Others are more skeptical about Bredesen's tenure, recalling that his second-term promise to concentrate on neighborhoods was abandoned shortly thereafter, when the Houston Oilers came calling. "We never felt like we got anything from Bredesen," TeSelle says.
His eight-year tenure, the skeptics say, was a time for broad vision, concrete landscapes, and economic growth.
Purcell is the first mayor to institutionalize his neighborhood priority by dedicating an entire division of his office to the cause, as mayors in other cities have done.
As it is, the goal of that "Office of Neighborhoods," which replaced what was known more generally as "constituent services," is very simple and, at least at this point, not too overreaching. In fact, Purcell's critics roll their eyes at the whole notion and suggest that renaming the constituent services office is little more than a display of the kind of symbolism for which Purcell is becoming increasingly known.

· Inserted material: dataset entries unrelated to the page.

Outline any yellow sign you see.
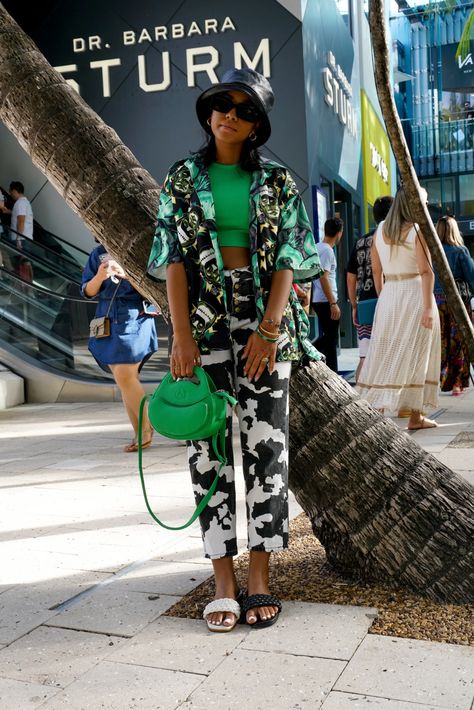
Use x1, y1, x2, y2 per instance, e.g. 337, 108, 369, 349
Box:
361, 90, 392, 228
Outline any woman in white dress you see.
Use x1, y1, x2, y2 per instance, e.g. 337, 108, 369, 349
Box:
356, 187, 441, 430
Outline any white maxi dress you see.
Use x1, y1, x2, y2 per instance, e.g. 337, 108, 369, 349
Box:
356, 223, 441, 413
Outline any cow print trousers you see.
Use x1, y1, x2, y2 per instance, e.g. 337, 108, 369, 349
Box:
188, 266, 291, 559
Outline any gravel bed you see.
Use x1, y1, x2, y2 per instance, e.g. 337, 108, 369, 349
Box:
166, 513, 474, 646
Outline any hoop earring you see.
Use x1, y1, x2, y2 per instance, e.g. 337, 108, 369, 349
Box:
206, 118, 212, 126
249, 131, 257, 142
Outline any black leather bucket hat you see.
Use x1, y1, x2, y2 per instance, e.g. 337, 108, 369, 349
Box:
196, 68, 274, 147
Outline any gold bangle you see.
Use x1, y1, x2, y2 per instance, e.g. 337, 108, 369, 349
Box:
258, 324, 280, 337
256, 326, 279, 343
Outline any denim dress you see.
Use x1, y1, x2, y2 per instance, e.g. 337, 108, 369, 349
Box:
81, 245, 158, 372
433, 244, 474, 304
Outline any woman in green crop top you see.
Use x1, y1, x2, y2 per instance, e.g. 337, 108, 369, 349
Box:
148, 69, 323, 633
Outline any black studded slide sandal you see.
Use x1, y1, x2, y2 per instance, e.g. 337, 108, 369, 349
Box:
241, 594, 282, 629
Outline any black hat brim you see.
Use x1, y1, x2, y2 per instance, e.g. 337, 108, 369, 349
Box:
196, 82, 271, 147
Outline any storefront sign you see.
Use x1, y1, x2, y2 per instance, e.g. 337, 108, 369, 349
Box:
54, 16, 271, 97
322, 51, 357, 138
3, 0, 311, 235
361, 91, 392, 227
458, 219, 474, 237
441, 43, 474, 92
369, 141, 389, 184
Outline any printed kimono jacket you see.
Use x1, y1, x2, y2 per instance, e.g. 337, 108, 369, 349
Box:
147, 152, 324, 362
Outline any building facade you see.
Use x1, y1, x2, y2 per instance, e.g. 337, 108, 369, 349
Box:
302, 0, 393, 343
391, 1, 474, 250
1, 0, 394, 347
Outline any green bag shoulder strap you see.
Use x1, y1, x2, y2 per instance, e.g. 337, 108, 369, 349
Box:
137, 390, 235, 531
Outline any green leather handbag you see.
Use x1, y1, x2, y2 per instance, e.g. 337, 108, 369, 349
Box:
137, 367, 237, 530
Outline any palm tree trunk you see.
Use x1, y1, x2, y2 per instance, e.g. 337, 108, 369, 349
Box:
1, 3, 473, 602
290, 363, 474, 603
369, 0, 474, 363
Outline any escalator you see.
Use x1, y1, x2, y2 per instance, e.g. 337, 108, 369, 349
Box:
0, 226, 167, 402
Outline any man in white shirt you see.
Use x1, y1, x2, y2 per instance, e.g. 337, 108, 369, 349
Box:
0, 181, 34, 248
311, 217, 343, 372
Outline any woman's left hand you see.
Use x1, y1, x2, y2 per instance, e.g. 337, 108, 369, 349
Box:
242, 331, 277, 382
421, 307, 434, 330
106, 260, 126, 279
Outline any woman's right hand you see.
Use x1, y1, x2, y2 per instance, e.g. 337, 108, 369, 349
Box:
84, 261, 110, 298
97, 261, 110, 281
170, 333, 201, 379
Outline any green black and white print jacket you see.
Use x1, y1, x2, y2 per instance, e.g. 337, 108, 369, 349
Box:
147, 152, 324, 362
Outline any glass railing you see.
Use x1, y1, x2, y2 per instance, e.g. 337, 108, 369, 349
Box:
410, 118, 474, 176
0, 232, 83, 297
0, 234, 167, 382
1, 226, 85, 285
0, 267, 94, 375
33, 222, 91, 270
0, 194, 91, 271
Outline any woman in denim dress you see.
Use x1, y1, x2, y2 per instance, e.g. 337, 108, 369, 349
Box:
82, 244, 158, 452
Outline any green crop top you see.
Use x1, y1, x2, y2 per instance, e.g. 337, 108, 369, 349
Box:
208, 162, 251, 248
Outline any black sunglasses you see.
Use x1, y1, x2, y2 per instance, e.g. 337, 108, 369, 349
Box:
210, 94, 261, 123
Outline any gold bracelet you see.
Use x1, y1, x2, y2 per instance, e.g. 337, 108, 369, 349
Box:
258, 323, 280, 338
256, 326, 279, 342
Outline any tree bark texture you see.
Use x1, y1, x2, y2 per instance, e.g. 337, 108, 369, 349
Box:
369, 0, 474, 363
1, 4, 473, 602
0, 4, 168, 314
290, 364, 473, 603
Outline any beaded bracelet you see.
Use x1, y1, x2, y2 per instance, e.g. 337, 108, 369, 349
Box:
263, 317, 281, 327
256, 326, 279, 343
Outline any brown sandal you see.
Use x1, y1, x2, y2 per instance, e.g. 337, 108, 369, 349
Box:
124, 430, 153, 453
408, 417, 438, 431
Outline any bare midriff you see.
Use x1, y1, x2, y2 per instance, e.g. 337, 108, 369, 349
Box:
221, 246, 251, 269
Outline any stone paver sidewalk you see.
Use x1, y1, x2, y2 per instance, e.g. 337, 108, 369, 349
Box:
0, 385, 473, 709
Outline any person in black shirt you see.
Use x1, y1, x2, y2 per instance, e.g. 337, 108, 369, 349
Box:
346, 196, 393, 381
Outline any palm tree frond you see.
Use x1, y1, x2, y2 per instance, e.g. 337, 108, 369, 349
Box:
455, 8, 474, 61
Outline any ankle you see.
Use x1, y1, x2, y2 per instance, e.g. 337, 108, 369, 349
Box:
214, 580, 239, 599
247, 581, 270, 597
248, 568, 269, 584
247, 570, 270, 595
212, 560, 238, 600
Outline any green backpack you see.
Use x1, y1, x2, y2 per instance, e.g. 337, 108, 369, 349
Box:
137, 367, 237, 530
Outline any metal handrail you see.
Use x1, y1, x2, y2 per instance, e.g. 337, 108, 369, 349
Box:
3, 226, 85, 265
0, 306, 75, 356
0, 265, 97, 303
0, 186, 90, 260
0, 233, 84, 286
32, 223, 90, 257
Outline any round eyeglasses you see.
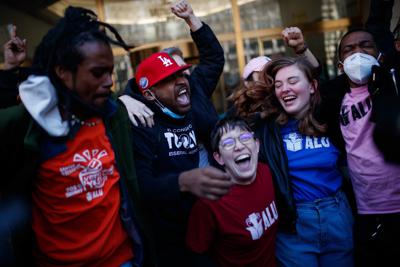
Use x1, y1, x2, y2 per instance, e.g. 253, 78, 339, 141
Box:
219, 132, 254, 150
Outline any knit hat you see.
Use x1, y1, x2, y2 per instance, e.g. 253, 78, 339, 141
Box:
242, 56, 271, 80
135, 52, 191, 92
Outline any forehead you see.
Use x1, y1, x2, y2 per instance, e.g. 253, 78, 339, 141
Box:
275, 65, 304, 81
340, 31, 375, 49
220, 126, 247, 139
78, 41, 113, 64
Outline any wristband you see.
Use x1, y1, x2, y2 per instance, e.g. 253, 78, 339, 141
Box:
295, 43, 308, 55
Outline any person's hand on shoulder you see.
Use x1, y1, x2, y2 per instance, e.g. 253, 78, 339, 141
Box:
3, 25, 27, 70
119, 95, 154, 127
179, 166, 233, 200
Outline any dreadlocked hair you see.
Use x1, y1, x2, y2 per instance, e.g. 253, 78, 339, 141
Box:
31, 6, 133, 126
32, 6, 133, 76
262, 57, 326, 136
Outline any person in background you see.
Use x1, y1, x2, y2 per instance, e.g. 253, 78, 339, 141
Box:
0, 24, 27, 108
0, 6, 153, 266
363, 0, 400, 165
319, 26, 400, 267
235, 57, 354, 267
394, 23, 400, 52
186, 116, 278, 267
123, 1, 231, 266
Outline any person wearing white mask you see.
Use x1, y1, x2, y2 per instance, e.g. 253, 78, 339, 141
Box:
319, 28, 400, 267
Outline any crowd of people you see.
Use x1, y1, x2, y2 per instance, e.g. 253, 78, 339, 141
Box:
0, 0, 399, 266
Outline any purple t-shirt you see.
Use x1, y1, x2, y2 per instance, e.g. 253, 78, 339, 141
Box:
340, 85, 400, 214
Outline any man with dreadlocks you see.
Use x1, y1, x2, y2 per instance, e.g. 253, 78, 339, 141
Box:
0, 6, 153, 267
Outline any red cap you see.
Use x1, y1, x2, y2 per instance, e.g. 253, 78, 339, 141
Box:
135, 52, 191, 92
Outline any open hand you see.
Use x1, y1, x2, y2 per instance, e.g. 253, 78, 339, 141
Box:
179, 167, 233, 200
119, 95, 154, 127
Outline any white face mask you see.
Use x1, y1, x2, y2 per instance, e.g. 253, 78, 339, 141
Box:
341, 52, 380, 85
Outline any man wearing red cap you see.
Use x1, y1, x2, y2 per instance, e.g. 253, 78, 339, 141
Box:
123, 1, 231, 266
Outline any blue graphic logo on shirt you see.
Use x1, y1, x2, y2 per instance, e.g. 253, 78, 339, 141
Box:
283, 133, 303, 152
283, 132, 331, 152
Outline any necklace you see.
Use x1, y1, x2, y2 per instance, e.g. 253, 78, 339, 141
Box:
71, 114, 100, 127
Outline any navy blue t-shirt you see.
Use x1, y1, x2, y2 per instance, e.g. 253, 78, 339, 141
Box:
280, 119, 343, 202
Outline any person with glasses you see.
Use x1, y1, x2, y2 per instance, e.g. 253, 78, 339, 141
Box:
186, 116, 278, 267
234, 57, 354, 266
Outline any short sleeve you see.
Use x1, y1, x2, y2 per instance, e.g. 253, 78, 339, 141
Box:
186, 200, 216, 253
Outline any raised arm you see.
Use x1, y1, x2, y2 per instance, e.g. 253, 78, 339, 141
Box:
171, 0, 202, 32
171, 0, 224, 98
365, 0, 396, 57
1, 25, 27, 108
3, 24, 27, 70
282, 27, 319, 68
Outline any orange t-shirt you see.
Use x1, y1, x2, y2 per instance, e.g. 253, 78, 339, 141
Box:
32, 119, 134, 266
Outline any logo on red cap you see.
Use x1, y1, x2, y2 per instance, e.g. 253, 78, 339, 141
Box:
135, 52, 191, 92
158, 55, 173, 67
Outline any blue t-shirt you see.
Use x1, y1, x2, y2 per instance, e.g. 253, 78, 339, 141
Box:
281, 119, 343, 202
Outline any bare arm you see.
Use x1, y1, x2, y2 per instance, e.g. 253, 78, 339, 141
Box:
282, 27, 319, 68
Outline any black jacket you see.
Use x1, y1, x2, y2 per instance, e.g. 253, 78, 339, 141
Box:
0, 67, 30, 108
253, 119, 297, 233
124, 23, 224, 266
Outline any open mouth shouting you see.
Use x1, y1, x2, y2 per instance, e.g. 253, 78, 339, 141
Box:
234, 153, 252, 171
176, 85, 190, 107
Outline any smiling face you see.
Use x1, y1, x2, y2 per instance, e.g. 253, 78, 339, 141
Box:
57, 41, 114, 109
274, 64, 316, 119
213, 127, 259, 185
149, 71, 191, 114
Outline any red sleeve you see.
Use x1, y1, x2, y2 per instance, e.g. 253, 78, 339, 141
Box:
186, 200, 216, 253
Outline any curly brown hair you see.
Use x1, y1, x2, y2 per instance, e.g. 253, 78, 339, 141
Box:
233, 57, 326, 136
229, 78, 269, 120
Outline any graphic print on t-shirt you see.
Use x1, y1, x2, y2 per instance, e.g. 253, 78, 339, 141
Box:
283, 132, 303, 152
163, 123, 198, 157
245, 200, 278, 240
283, 133, 331, 152
340, 95, 372, 126
60, 148, 114, 202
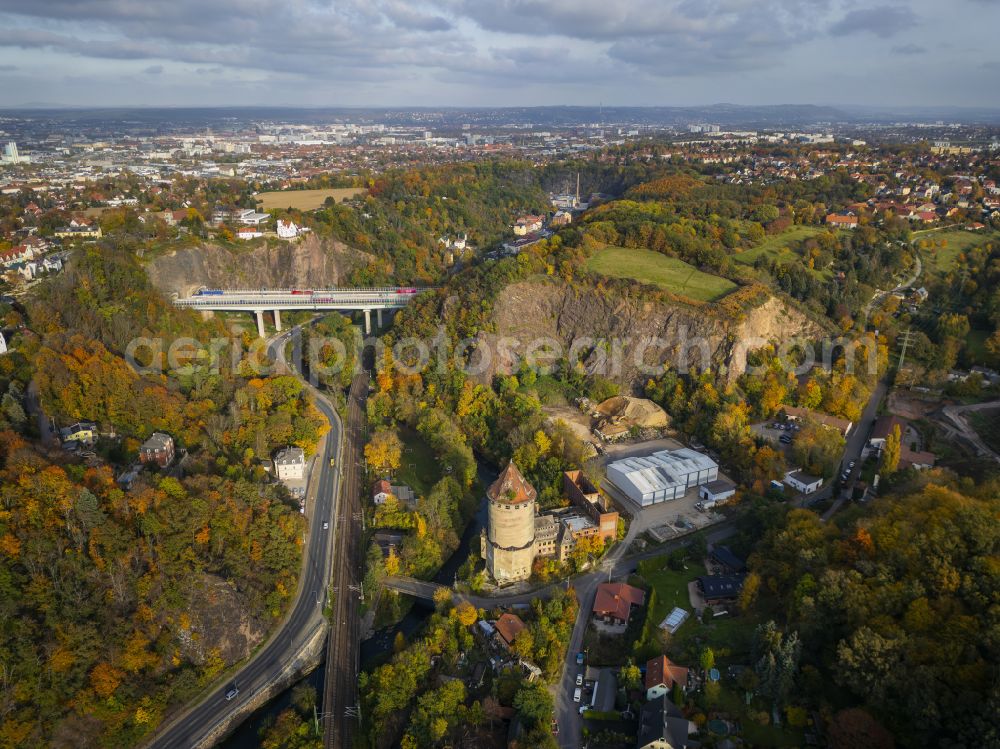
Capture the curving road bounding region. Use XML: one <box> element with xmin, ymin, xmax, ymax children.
<box><xmin>145</xmin><ymin>326</ymin><xmax>345</xmax><ymax>749</ymax></box>
<box><xmin>863</xmin><ymin>250</ymin><xmax>922</xmax><ymax>327</ymax></box>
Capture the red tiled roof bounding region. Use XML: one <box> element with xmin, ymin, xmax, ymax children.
<box><xmin>645</xmin><ymin>655</ymin><xmax>689</xmax><ymax>692</ymax></box>
<box><xmin>900</xmin><ymin>447</ymin><xmax>936</xmax><ymax>468</ymax></box>
<box><xmin>495</xmin><ymin>613</ymin><xmax>525</xmax><ymax>646</ymax></box>
<box><xmin>487</xmin><ymin>461</ymin><xmax>537</xmax><ymax>505</ymax></box>
<box><xmin>872</xmin><ymin>414</ymin><xmax>907</xmax><ymax>441</ymax></box>
<box><xmin>593</xmin><ymin>582</ymin><xmax>645</xmax><ymax>623</ymax></box>
<box><xmin>373</xmin><ymin>479</ymin><xmax>391</xmax><ymax>495</ymax></box>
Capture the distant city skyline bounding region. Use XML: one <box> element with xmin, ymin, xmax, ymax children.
<box><xmin>0</xmin><ymin>0</ymin><xmax>997</xmax><ymax>108</ymax></box>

But what Purcell's office is trying to give is precisely what the neighborhood groups all seem to agree they want--response and access.
Most neighborhood groups spring up in response to some issue specific to their communities, making it difficult then to define the "neighborhood movement" generally. What does it really stand for? What is it against? Those are difficult questions to answer because different groups have different, sometimes conflicting, priorities. If the movement can be defined at all, it represents more a way of looking at the citizen's relationship to government than any concrete plan of action. The bottom line is that neighborhood activists all want their government to listen to them. Purcell's office seems to recognize that.
The Mayor's Office of Neighborhoods director, Brenda Wynn, says the constituent services system in place under previous mayors wasn't sufficient. "That's not us determining that it wasn't sufficient," she says. "That's based on what we've heard from constituents."
TeSelle says it certainly can't hurt to have the city's top-ranking elected official going to bat for concerned citizens. "We do have this built-in difference of power," he says. "It's always slightly rude to raise questions when a developer proposes a rezoning or a government official takes some action."
But now, neighborhoods have a sort of bureaucratic ombudsman, an ally on the public payroll whose job it is to make city leaders pay attention to neighborhood needs. Right now, in fact, Wynn says that's what she and her three-person staff spend most of their time doing.
"At this juncture, it really is," she says. "I think that what we're trying to do is to raise the consciousness level of departments throughout city government. It's important to respond, whether you say yes or no or whether you can clear up the problem. It's just important you respond and do it in a timely manner."
Stern and representatives from his group remain somewhat circumspect for now, but there are some early victories already. There seems to be an agreement that Purcell will meet with alliance representatives quarterly. That would be a first. And there's an indication that there may be citizen-friendly changes within the Metro Codes Administration, one of the most difficult departments for citizens to navigate.
"If one thing has happened over the last 10 years," Stern says, "it's that kicking and yelling and screaming to get into the doors is not as needed as it once was."